# 162 Skunk Ape BTX



## Guest (Dec 14, 2008)

i'm fairly new to snowboarding. Did some research online and read BurtonAvenger's review about this board. Despite his dislike of the board, i went ahead and bought it, following the suggestion of quite a few local guys. GLAD I DID! first impression was "oh shit, what'd i do?" it was early season up at Keystone and icey as fuck. to BA's credit, the magnatraction WAS quite "catchy" towards the ends of the edge. spent most of that day on my ass. went home and did a little "detuning" of the edges and adjusted my stance from +15/-15 to +15/-6. 
took it up to Vail the next weekend. dumped about 2 foot that weekend. started getting used to the BTX. the prior weekend, it felt a little squirrelly to me and would slide out easily. started learning to do a tail press... felt fairly comfortable doing one when the day was done. it handled the fresh snow well. only buried the nose once on a mogul-infested black diamond... 
Fast-forward two weeks to today... took it back up to Snowmass. it's been dumping snow up there so there was lots of powder. hardly anyone on the mountain. ripped it all over the mountain all day. did about a 20 ft tail press with ease. it seemed to float right over most any powder.

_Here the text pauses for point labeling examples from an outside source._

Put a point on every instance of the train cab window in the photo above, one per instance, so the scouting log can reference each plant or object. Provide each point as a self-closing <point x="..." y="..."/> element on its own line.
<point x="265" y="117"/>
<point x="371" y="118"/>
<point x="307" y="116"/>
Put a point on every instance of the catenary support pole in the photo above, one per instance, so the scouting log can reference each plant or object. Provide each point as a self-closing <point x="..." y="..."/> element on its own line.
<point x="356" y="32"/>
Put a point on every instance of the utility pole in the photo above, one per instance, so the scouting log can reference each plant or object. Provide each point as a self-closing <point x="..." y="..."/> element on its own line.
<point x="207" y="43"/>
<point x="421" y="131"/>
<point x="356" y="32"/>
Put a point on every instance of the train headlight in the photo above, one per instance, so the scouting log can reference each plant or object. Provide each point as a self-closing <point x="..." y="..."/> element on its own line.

Only problem i had was in one ungroomed area that was about 4ft deep. i got BURIED! Started to feel comfortable enough on it to really start picking up speed on some blues. oddly enough the faster i went, the more stable it felt. ABSOLUTELY LOVE THE BOARD NOW! as far as what BA said about it feeling to stiff, or being a "plank", i think this is far from the truth. it's a big board made for bigger guys. isn't he like 160lb or so and was testing a 162cm? i just don't think he has enough meat on the bone to get this thing to flex. So all of you big-footed fellas out there, fear not, this is a badass board! TWO THUMBS UP!!


----------